[ANN] ThreadsX.jl: Parallelized Base functions

What about

julia> using ThreadsX, BenchmarkTools

julia> const impl = ThreadsX # Base
ThreadsX

julia> selfdot(x) = impl.mapreduce(abs2 , +, x)
selfdot (generic function with 1 method)

julia> x = rand(10^4);

julia> @code_warntype selfdot(x)
Variables
  #self#::Core.Compiler.Const(selfdot, false)
  x::Array{Float64,1}

Body::Any
1 ─ %1 = ThreadsX.mapreduce::Core.Compiler.Const(ThreadsX.mapreduce, false)
│   %2 = (%1)(Main.abs2, Main.:+, x)::Any
└──      return %2

julia> @btime $x' * $x
  1.204 μs (0 allocations: 0 bytes)
3313.78577447527

julia> @btime selfdot($x)
  94.007 μs (12187 allocations: 630.94 KiB)
3313.78577447527

The ThreadsX.mapreduce inferred correctly, but the mapreduce itself did not.
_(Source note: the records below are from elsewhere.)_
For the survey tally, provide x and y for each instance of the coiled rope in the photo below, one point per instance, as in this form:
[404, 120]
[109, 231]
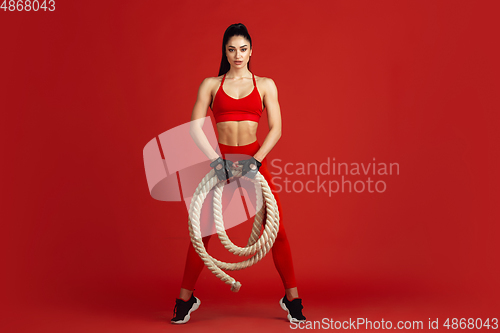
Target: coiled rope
[256, 246]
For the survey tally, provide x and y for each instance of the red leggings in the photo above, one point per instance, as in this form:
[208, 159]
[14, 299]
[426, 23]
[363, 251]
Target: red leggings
[282, 255]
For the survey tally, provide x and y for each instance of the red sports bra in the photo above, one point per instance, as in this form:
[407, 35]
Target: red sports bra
[226, 108]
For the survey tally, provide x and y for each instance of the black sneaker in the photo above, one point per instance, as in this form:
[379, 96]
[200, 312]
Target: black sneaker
[294, 309]
[183, 309]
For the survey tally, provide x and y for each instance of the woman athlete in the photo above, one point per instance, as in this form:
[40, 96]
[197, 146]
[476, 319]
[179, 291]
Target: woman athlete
[237, 99]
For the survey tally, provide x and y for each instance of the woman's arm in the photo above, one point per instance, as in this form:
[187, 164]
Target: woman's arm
[273, 119]
[197, 119]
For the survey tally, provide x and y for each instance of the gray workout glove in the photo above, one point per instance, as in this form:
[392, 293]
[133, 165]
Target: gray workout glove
[247, 170]
[224, 172]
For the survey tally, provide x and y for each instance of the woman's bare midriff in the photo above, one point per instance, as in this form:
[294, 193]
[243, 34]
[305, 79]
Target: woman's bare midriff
[237, 133]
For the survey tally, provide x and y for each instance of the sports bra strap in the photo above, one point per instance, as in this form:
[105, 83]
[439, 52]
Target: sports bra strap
[253, 78]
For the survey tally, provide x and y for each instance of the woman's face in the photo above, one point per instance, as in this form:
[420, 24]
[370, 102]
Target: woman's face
[238, 51]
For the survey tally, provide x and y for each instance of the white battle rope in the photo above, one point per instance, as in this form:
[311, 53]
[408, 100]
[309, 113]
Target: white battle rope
[256, 246]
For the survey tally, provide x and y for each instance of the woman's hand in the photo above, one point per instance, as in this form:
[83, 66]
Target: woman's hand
[250, 167]
[222, 168]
Hopefully fixing that will make it competitive with the base dot product, although I may have to specify

function mydot(x, y)
    init = zero(promote_type(eltype(x), eltype(y)))
    ThreadsX.mapreduce(Base.FastMath.mul_fast, Base.FastMath.add_fast, x, y, init = init)
end

If that’s required for SIMD reductions.